These days we usually meet in the Lycee Janson de Sailly, the old school of former president Valery Giscard d’Estaing in the 16th arrondissement. In the middle of the school is an impressive courtyard, laid out in traditional French formal garden style, with clipped shrubs, a fountain and gravel paths, where students sit with their books or eat their lunch.

This meeting was an exciting one as we considered a report analysing the strengths and weaknesses of the French system, only to find in the middle of the meeting that it had been leaked and splashed all over the next day’s edition of Le Monde.

The minister of education, Luc Ferry, has launched a grand national debate on the future of education and the purpose of our report had been to advise the commission masterminding this debate. As Le Monde was passed round the table, it rather took the wind out of our sails.

Nonetheless, the discussion of the strengths of the French education system was interesting.

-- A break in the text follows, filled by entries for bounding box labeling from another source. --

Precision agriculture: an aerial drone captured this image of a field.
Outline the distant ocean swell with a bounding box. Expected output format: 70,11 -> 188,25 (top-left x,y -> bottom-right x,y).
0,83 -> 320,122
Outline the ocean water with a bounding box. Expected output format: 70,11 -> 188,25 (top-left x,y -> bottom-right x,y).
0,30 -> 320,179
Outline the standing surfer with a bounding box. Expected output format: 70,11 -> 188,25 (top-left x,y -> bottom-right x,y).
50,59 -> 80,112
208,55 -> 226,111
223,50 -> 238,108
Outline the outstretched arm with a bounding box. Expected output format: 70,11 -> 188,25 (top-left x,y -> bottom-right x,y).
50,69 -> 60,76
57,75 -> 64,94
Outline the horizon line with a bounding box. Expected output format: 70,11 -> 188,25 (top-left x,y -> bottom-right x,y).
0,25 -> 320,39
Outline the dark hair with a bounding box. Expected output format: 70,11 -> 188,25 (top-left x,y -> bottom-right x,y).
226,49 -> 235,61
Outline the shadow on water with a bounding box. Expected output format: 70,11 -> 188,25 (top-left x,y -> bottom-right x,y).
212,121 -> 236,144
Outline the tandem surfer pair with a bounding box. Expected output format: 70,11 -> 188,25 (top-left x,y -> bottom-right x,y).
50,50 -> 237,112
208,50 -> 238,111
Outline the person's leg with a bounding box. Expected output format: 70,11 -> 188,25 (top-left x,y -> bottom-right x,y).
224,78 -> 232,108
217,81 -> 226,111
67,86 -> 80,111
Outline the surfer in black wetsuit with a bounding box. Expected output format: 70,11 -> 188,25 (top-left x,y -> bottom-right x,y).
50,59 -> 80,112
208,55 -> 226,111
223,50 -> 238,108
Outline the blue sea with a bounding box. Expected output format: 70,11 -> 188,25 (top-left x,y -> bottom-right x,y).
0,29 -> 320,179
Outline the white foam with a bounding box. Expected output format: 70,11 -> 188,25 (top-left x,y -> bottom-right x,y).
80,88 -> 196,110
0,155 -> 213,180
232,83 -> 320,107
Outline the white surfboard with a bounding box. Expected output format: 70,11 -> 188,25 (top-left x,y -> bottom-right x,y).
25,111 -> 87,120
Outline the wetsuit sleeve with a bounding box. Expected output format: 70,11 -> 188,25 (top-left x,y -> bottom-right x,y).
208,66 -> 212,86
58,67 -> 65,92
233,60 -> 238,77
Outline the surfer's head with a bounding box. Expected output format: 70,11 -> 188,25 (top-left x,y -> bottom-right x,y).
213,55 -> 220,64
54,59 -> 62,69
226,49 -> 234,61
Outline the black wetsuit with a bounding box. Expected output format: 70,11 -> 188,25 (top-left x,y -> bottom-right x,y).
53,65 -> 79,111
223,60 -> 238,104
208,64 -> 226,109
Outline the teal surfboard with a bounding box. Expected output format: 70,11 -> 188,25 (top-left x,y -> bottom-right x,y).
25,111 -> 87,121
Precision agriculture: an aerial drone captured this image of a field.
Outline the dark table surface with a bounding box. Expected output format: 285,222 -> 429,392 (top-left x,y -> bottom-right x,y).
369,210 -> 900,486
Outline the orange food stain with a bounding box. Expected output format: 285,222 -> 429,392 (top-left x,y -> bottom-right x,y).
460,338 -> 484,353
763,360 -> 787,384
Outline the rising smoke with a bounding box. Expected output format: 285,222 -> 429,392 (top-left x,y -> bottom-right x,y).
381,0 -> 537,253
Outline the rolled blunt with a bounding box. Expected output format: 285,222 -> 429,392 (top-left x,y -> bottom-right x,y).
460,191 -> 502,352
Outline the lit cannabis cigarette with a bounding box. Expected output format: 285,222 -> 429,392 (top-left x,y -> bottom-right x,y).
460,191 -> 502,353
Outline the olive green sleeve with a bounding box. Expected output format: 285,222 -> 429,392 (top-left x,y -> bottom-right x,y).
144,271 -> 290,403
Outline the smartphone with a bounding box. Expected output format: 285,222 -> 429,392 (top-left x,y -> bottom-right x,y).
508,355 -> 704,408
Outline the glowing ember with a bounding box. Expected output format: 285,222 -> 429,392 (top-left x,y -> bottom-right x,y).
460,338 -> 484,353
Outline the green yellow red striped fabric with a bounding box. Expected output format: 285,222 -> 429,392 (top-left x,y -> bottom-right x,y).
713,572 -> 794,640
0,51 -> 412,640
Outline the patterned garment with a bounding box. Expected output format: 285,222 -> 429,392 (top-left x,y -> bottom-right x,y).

Major issues included low spending on higher education compared with other developed countries, the failure to increase the numbers gaining a baccalaureate, and the familiar worldwide complaint about pupils leaving primary school without having mastered the basics.

What was striking about the discussion, however, was the almost complete absence of concerns that have been prominent in England in recent years.

Because of the overwhelming force of the republican idea that pupils throughout France should get the same education wherever they are, there is a tendency to think in terms of national rather than local solutions.

So there was little in the report about school improvement plans or about schools being judged, and inspected, in relation to their success in achieving their objectives. There was little about teachers setting individual targets or about being appraised.

Making this point, in my imperfect French, was my contribution to the discussion. I also said that, coming from an independent international school, I had no national solutions to fall back on, and that my school would succeed or fail by its own efforts. That is why so many such schools belong to the Council of International Schools - it provides an accreditation service to support what is the essential element of educational progress: an ongoing process of self-improvement. I am not sure how much my intervention was appreciated, though as ever it was listened to with great courtesy.

France is clearly willing to borrow ideas from elsewhere, and the fact that there is an anglophone etranger on a major education committee is evidence of this, but there are limits and at the end of the day France will have to work out its own solutions in its own terms. That is as it should be.

At the end of the meeting, I sat for a few moments looking at the amazing murals around the walls of our meeting room. These paintings must date from the Thirties and evoke an inspiring notion of La Patrie - sturdy fishermen, robust peasants, a family relaxing at a Renoir-like picnic - that would no longer be seen as appropriate in 2003.

It was a reminder, however, of the strong emphasis that France still places on the core civic purpose of education. Making my way back to the Metro, I also passed again through the school courtyard, in all its Cartesian formality. That, too, was a reminder of the impressive rationality that is still one of the best products of a French education, and one that had been well reflected in the meeting I had just attended.

The French may have things to learn from us, but we also have much to learn from them.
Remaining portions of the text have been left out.